Die Abgeordnetenbüros sind wichtig, vor allem für Bürgeranfragen und die Wahlkreisarbeit. Sicherlich wird in Berlin ein Schwerpunkt beim Büro im Ministerium liegen. Klar ist: Ich bleibe Ludwigsburger Abgeordneter und bin als Parlamentarischer Staatssekretär ein Bindeglied zwischen Regierung und Bundestag.
Ein aktuelles Thema in der Region sind drohende Fahrverbote: Lassen die sich Ihrer Meinung nach noch abwenden?
Wir gehen davon aus, dass wir Fahrverbote in den meisten Städten verhindern können. Etwa in Ludwigsburg, wo die Stickoxid-Werte erfreulicherweise gesunken sind. Für Stuttgart wird es schwieriger, aber durch das Urteil des Leipziger Bundesverwaltungsgerichts haben wir noch etwas Zeit gewonnen, eine Lösung zu finden.
In Stuttgart wird eine Blaue Plakette für Dieselfahrzeuge gefordert. Was halten Sie davon?

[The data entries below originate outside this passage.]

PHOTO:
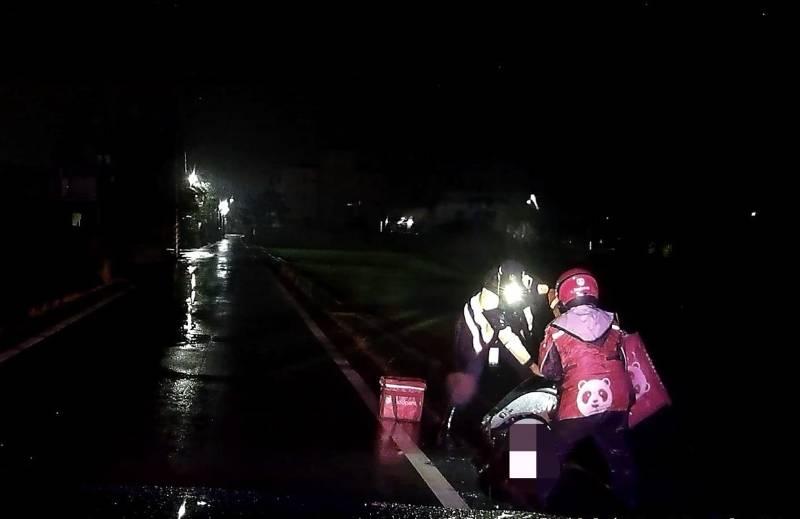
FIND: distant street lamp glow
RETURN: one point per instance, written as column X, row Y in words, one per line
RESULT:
column 224, row 208
column 194, row 180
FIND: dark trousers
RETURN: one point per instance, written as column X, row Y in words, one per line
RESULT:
column 609, row 431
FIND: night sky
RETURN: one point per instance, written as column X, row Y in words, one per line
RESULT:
column 657, row 92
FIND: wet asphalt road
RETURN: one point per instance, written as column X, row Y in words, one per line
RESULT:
column 226, row 389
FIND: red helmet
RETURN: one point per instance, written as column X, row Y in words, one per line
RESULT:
column 577, row 286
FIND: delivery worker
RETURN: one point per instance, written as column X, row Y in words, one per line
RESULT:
column 494, row 345
column 582, row 352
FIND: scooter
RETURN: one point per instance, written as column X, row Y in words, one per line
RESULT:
column 518, row 449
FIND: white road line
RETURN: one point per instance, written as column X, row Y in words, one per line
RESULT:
column 36, row 339
column 441, row 488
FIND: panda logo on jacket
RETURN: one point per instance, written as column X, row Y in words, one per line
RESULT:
column 594, row 396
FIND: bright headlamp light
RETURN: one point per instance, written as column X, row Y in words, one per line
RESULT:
column 513, row 293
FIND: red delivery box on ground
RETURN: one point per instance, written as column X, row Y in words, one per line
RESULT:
column 402, row 398
column 651, row 395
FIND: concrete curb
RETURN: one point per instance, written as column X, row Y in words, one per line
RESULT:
column 310, row 289
column 42, row 335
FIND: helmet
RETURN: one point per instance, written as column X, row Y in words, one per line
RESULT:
column 577, row 287
column 512, row 284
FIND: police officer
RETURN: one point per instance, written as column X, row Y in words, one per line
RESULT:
column 494, row 345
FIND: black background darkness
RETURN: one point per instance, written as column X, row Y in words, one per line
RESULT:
column 671, row 114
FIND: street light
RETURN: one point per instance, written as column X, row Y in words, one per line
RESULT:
column 194, row 180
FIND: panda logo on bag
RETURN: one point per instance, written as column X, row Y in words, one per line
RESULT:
column 594, row 396
column 640, row 384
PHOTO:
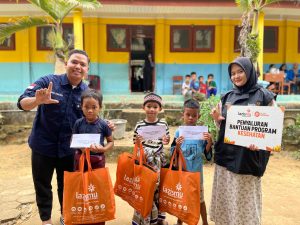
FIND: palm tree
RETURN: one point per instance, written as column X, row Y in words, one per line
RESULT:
column 55, row 12
column 248, row 38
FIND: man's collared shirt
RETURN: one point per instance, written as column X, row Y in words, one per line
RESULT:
column 53, row 123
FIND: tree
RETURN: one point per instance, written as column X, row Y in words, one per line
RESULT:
column 248, row 38
column 55, row 12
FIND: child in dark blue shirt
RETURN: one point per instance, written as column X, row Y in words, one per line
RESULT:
column 91, row 104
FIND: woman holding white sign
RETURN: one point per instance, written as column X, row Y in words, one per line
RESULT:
column 236, row 194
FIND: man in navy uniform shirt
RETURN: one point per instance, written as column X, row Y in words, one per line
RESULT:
column 58, row 100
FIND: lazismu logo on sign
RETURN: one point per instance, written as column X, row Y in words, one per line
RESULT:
column 90, row 196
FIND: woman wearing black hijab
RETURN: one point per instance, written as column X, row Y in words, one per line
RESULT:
column 236, row 194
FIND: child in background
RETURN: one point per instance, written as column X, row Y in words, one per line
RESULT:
column 91, row 104
column 202, row 85
column 193, row 149
column 194, row 83
column 154, row 153
column 186, row 85
column 211, row 85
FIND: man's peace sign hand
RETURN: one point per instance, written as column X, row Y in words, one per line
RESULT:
column 43, row 96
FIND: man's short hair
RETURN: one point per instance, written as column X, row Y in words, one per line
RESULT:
column 191, row 104
column 78, row 51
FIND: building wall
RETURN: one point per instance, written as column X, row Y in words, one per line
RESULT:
column 23, row 66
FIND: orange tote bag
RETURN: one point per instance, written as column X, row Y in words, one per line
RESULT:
column 136, row 181
column 179, row 191
column 88, row 196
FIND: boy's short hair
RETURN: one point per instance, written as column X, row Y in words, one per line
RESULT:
column 210, row 75
column 92, row 93
column 78, row 51
column 152, row 97
column 191, row 104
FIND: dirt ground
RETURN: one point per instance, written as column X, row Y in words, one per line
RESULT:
column 281, row 187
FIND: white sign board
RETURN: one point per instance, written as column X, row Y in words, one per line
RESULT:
column 192, row 132
column 258, row 125
column 152, row 132
column 84, row 140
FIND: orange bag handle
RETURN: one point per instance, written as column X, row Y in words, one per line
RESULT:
column 84, row 156
column 141, row 157
column 177, row 154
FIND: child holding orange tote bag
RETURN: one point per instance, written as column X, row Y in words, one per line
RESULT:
column 193, row 149
column 91, row 104
column 154, row 153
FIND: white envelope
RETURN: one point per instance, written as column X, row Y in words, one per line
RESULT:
column 84, row 140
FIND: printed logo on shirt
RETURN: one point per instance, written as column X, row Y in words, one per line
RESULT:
column 58, row 94
column 31, row 86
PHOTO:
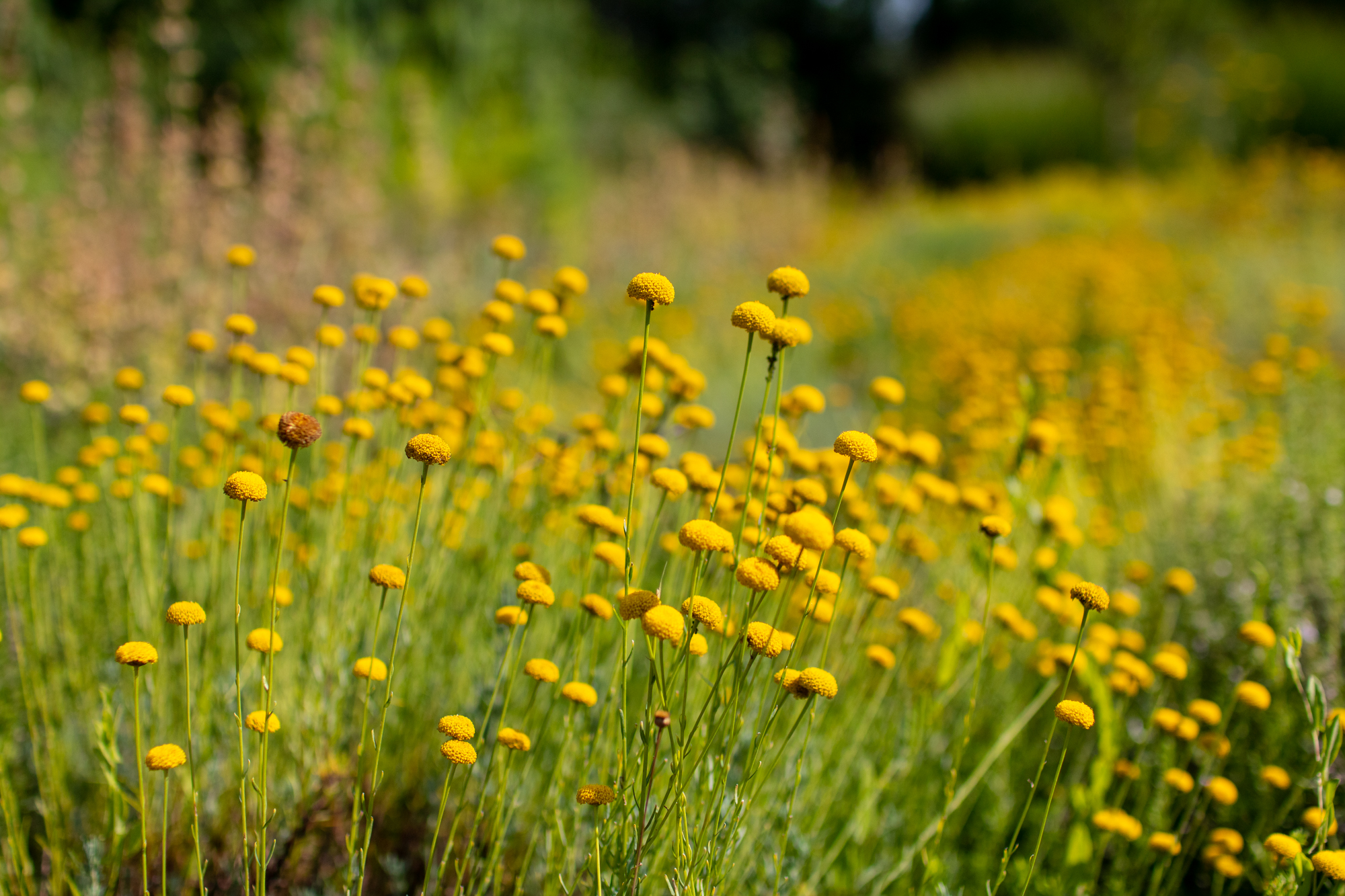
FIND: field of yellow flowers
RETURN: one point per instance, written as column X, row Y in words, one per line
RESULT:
column 1007, row 561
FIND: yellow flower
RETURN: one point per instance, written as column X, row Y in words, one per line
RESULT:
column 458, row 752
column 705, row 534
column 595, row 795
column 766, row 639
column 180, row 396
column 1252, row 693
column 264, row 641
column 634, row 604
column 543, row 670
column 1206, row 710
column 818, row 681
column 1284, row 845
column 428, row 448
column 388, row 576
column 1257, row 633
column 598, row 606
column 888, row 391
column 705, row 611
column 580, row 693
column 514, row 739
column 810, row 528
column 138, row 653
column 856, row 542
column 1171, row 665
column 1075, row 713
column 758, row 575
column 787, row 282
column 262, row 723
column 652, row 290
column 880, row 655
column 856, row 444
column 371, row 667
column 536, row 592
column 509, row 248
column 166, row 756
column 664, row 622
column 1180, row 580
column 1222, row 790
column 458, row 727
column 754, row 317
column 1164, row 842
column 186, row 612
column 1179, row 779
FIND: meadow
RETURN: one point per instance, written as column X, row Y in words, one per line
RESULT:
column 915, row 542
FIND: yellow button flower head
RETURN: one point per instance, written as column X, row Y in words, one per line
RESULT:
column 264, row 641
column 1284, row 845
column 262, row 723
column 509, row 248
column 529, row 571
column 1206, row 712
column 580, row 693
column 598, row 606
column 818, row 681
column 595, row 795
column 856, row 444
column 1179, row 779
column 138, row 653
column 652, row 290
column 166, row 756
column 636, row 604
column 414, row 287
column 758, row 575
column 787, row 282
column 1180, row 580
column 186, row 612
column 1164, row 842
column 1222, row 790
column 810, row 528
column 543, row 670
column 514, row 739
column 705, row 534
column 754, row 317
column 571, row 280
column 767, row 641
column 1075, row 713
column 536, row 592
column 36, row 392
column 1257, row 633
column 458, row 752
column 1252, row 693
column 458, row 727
column 388, row 576
column 705, row 611
column 664, row 622
column 428, row 448
column 1090, row 595
column 884, row 587
column 371, row 667
column 888, row 391
column 1331, row 862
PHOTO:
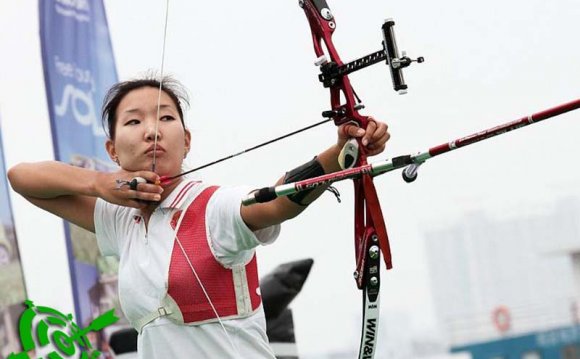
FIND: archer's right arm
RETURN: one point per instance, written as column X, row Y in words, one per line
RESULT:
column 70, row 192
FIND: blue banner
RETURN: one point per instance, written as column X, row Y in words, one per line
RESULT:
column 12, row 290
column 79, row 67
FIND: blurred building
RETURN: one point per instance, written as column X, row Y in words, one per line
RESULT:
column 509, row 280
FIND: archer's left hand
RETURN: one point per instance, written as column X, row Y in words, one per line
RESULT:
column 374, row 138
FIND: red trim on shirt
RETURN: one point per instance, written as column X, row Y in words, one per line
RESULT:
column 181, row 193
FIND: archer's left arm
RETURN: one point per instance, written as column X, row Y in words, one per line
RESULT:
column 263, row 215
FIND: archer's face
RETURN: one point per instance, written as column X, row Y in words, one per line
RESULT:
column 135, row 130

Das ist die Position der schwarz-grünen Landesregierung, wobei diese nur von zwei weiteren Bundesländern unterstützt wird. Im Koalitionsvertrag ist die Blaue Plakette aus guten Gründen nicht vorgesehen.
Auch Ihr Chef Andreas Scheuer ist dagegen.
Alle Ebenen sind gefordert, wenn es um die Vermeidung von Fahrverboten geht. Ich werde versuchen, zu einer Annäherung der Positionen beizutragen.